Any bros can recommend a good brand anti chlorine ?

Budget about $10-$20 

Please kindly advise , Thanks

----------


## vinz

Get something that handles Chloramine too.

Personally, I use TetraAqua's AquaSafe. You only need 1 ml per 20 litres. They come in as small as 100ml bottles for about $10, and much larger bottles.

----------


## jssl

I use Seachem Prime. It also minimized your nitrates problem.

----------


## RR

seachem prime definitely. very reliable.

----------


## o2bubble

I researched and use a few brand before settling on SeaChem Prime. Its the best and cheap!

----------


## KOA

I second that -- SeaChem Prime. It is actually more economic than other brand.

----------


## icemanken85

I am using Pet Fran ULTIMATE COAT, below are the product description:

* Removes nitrites, ammonia

* Neutralizes chlorine, chloramine and heavy metals

* Forms and replenishes protective slime coating

* Buffers pH and reduces stress in fish 

[DUAL SAFE - Fresh & Salt Water]

----------


## Kenng

> I second that -- SeaChem Prime. It is actually more economic than other brand.


Yes for SeaChem Prime too. Only need 5ml for my 4ft tank for every water change.

----------


## freyster

I am using seachem prime ...

----------


## KOA

> I am using Pet Fran ULTIMATE COAT, below are the product description:


How is this new product? Is it expensive? Thank.

----------


## icemanken85

> How is this new product? Is it expensive? Thank.

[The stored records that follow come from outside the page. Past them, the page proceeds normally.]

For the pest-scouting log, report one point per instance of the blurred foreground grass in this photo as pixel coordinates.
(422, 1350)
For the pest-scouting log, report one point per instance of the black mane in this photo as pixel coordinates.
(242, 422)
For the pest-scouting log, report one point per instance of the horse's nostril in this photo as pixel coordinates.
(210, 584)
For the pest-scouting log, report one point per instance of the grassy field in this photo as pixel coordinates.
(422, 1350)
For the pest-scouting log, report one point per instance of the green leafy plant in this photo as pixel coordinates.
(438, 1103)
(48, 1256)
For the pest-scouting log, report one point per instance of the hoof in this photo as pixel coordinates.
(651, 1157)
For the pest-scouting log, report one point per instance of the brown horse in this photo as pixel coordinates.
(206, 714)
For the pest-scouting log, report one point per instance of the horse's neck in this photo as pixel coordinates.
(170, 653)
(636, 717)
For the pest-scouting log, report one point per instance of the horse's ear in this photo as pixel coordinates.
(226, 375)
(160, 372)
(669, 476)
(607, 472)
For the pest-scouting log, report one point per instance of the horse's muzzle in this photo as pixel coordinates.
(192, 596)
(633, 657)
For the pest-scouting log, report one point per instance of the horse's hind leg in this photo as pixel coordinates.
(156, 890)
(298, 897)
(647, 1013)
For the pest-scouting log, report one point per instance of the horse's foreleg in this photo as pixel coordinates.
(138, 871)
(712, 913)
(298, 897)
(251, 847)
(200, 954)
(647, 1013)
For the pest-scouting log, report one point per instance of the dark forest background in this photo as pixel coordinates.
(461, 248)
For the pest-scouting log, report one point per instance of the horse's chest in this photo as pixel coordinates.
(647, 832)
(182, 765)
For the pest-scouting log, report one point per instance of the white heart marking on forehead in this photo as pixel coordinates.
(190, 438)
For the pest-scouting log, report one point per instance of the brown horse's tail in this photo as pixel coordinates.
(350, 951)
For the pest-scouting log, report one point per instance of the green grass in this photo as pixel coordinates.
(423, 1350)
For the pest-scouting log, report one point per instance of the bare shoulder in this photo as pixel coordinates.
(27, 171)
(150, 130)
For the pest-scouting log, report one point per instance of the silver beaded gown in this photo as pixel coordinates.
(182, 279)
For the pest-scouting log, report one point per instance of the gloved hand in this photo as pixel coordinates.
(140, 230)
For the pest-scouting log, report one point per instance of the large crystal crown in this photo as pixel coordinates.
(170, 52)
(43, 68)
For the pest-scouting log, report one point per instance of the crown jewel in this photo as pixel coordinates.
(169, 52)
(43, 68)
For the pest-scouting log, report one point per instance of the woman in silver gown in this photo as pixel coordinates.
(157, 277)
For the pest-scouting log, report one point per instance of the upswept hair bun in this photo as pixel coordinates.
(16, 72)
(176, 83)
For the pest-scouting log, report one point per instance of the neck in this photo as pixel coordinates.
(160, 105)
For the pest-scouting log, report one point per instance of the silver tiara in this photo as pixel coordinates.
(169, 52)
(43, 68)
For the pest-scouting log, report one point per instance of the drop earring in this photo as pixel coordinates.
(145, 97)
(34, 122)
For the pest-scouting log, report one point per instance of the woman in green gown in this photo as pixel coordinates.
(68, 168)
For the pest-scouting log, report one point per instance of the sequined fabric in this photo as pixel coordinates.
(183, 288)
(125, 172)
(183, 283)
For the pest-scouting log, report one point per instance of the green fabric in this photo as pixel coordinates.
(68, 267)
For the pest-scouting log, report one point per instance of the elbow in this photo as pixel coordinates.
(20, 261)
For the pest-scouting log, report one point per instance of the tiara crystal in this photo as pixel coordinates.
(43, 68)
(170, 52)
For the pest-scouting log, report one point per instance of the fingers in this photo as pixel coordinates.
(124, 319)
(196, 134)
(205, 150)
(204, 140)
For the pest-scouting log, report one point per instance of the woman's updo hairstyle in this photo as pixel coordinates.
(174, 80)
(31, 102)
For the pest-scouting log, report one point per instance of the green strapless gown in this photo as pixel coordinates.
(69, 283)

So far it works well with my fish and shrimp tank...price wise ok, ..but you can call Yun Feng (Tampines St 81) to check out the price, they have both 250ML & 500ML... I bought the 500ML at 2 red notes.

----------


## biggles

I use Ocean Free anti chlorine special @ 3.50 for a 1000ml and dose @ 1 capfull per 15 gallons. I don't know if it handles chloramine too. Perhaps someone could enlighten me.

----------


## xXXXx13

> Yes for SeaChem Prime too. Only need 5ml for my 4ft tank for every water change.


I'm for SeaChem prime too...use in every WC for my 1.5ft...

----------


## photo-file

am using those cheap ocean free brand, works for me.

----------


## coolgear101

seachem prime

----------


## xiaoming

I'm using Seachem Prime.

----------


## ameenuksg

I am using Seachem Prime too, its the best.

----------


## 2ichigo2

Seachem Prime as well!

----------


## gcce

SeaChem Prime works for me

----------


## xiaofeng88

hi everyone  :Grin:  recently i bought a bottle a anti chlorine 'baxter 3 in 1' powder form kind. quite good. 1tsp for 400l. cost effective i would say

previously, i was using Oceanfee anti chlorine, i felt that not cost effective and don really suside the chlorine and chloramine too. although is cheap but not quality wise, no good. imho. thanks. jus my 2 cent.  :Laughing:

----------


## hck

I'm using Seachem Prime and Seachem Safe.

----------


## dnsfpl

surprise no one mention nutrafin & API

----------


## oiishi

My first bottle till now, JBL Biotopol C

----------


## ahpek_lion

> Any bros can recommend a good brand anti chlorine ?
> 
> Budget about $10-$20 
> 
> Please kindly advise , Thanks


seachem prime is good  :Smile:  cost $16 for 500ml @ c328

----------


## Rokerites

Count me in, I am a longtime Seachem Prime user too.

----------